Os inteligentes saíram de casa
confiantes em um espetáculo inesquecível. O anúncio de uma peça inédita e de
grandes nomes atuantes os fizeram caminhar rumo ao teatro com uma sensação
diferente. Esta não era uma simples peça, ela marcaria a vida de todos os
presentes, e de alguns ausentes que souberam por depois o ocorrido.
Alguns conhecidos inteligentes
conversavam, ainda lá fora, sobre as possibilidades da tal apresentação.
Enquanto três deles alegremente gesticulavam e se tocavam com os dedos e com as
vozes em gargalhadas, pois haviam programado esta noite em reunião, surge um
sujeito estranho. Vestido de forma neutra nas roupas e na cara, olha fixamente
aquele grupo de amigos em roda e os atinge assim:
– “Por quê vestem alegria e tomam esses
gestos como comemoração?”.
Os inteligentes viraram não-ser. O
silêncio lhes corroeu. Afinal, num momento descontraído e propício à harmonia
surge um homem indefinível, com uma pergunta ininteligível, causando no bando
nada menos que um sentimento-de-não-saber.
Ele não esperou a resposta, aliás, ele
não a procurava. Sai lentamente e por muitos despercebido adentra ao teatro.
Depois de um tempo daquele sentimento,
os três amigos voltaram para si. Sem questionamentos, aquilo ficara como um
parêntese aberto e logo fechado, com um vazio duvidoso e seco nele permeado.
O pessoal começa a se adequar às
cadeiras, aos gostos, às manias. Passados trinta minutos os murmúrios começam a
cadenciar. As vozes maiores percebem as menores e sentem vergonha, é onde o
silêncio ganha voz. As últimas risadas seguidas dos últimos pigarros finalizam
os cochichos e chiliques, dando um sinal de início de peça. Apagam-se as luzes,
que só reascenderão depois desta parte, a que conta os bastidores.
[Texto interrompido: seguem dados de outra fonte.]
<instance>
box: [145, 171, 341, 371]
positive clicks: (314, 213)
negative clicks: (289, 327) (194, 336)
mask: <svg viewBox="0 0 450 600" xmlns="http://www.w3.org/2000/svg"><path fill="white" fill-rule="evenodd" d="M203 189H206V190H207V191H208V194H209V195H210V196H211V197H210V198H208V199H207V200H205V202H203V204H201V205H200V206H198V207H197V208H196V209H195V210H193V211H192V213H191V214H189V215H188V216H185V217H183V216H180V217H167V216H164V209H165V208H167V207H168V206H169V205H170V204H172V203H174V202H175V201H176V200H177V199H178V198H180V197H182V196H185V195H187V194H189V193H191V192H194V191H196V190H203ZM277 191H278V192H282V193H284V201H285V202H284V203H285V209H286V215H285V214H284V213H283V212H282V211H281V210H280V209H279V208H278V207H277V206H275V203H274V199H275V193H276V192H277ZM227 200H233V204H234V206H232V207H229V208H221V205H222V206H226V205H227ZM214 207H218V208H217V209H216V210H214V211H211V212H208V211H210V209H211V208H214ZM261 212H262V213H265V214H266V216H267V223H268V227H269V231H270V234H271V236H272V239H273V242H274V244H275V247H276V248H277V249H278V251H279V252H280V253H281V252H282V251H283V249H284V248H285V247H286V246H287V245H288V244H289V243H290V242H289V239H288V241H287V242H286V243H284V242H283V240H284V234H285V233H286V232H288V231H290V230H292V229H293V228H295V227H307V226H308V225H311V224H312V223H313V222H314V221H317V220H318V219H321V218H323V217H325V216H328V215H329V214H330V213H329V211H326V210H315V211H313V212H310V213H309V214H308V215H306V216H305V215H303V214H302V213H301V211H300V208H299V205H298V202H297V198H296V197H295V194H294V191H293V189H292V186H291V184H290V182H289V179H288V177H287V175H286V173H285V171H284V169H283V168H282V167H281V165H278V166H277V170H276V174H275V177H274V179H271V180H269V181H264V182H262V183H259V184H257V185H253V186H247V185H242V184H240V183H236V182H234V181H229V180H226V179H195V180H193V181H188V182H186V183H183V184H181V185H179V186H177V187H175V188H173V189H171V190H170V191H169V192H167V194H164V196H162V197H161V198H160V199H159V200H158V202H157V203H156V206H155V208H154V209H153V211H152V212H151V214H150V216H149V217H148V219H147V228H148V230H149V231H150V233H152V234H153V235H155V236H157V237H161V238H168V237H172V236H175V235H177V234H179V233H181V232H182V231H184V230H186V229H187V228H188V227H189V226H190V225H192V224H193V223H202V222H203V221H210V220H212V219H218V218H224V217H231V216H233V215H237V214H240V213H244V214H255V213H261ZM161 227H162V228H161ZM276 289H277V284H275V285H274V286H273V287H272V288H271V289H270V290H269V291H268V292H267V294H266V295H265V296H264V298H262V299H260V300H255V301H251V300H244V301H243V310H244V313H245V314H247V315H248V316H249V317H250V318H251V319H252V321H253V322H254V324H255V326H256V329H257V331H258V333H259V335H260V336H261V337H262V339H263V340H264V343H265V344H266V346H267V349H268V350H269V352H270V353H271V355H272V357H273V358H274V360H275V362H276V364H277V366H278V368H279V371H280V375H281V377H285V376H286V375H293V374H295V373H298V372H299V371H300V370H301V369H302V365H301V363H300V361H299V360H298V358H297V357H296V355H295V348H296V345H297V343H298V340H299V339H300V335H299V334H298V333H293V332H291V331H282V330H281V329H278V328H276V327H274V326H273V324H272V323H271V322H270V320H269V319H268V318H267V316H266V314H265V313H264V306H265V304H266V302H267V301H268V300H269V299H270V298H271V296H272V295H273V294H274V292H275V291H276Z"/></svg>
A caminho dos arrumatórios e das pinturas de rosto vai o louco murmurando palavras frias e
com dedos inquietos, quando lhe é atacada a sentença:
– “O senhor não pode entrar aí!”.
Seu silêncio respondeu por ele. E
entrou.
Em susto os atores, que se produziam
para tão logo, alvejaram o sujeito como em si uma interrogação. Os olhos do
louco como em si uma exclamação continuaram a conversa deste modo:
– “Pintam a cara para fazer
história ou para contar história?”.
Os olhos artísticos se perguntavam
sobre o sujeito, mas não sobre a pergunta. Mas, mesmo assim, depois de uns
segundos de susto, num ambiente desconfortável e duvidoso o qual tinha se
transformado aquela “sala de pintura”, foi respondida a inquietação do intruso:
– “Senhor, fazemos história também
quando a contamos, aliás, a arte reformula a História quando e porque inventa
linguagens...”.
O louco efetivou-se.
Desde os primeiros anos de
racionalidade os termos benditos, as frases bonitas e em si verdadeiras, as
certezas substanciais o incomodavam... Sua inconformação com a comunicação
sapiencial o atingira há anos, talvez não porque o eram simplesmente úteis, mas
porque lhe vinham como brincadeiras palavrescas e mentirosas, como insulto à
sua louca inteligência.
Desprendeu-se de si, dos atores, das
belas palavras que acabara de ouvir e fechou a porta da sala e da esperança.
Rumou pelo corredor e encontrou seu objetivo: o palco antes da peça.
Não proferiu uma só palavra; com a cara
limpa e sem gestos profissionais é aceso pelas luzes:
“Faz três respirações profundas,
descruza os braços e afeta os olhos do público com astúcia. Levanta as mãos ao
nível de seus olhos e começa a batê-las suavemente, como se fosse para ser um
momento mimético. Os inteligentes, sorrindo, aplaudiram-no com fervor... Era a
primeira vez que ele entrara em um teatro; e que recebera palmas também”.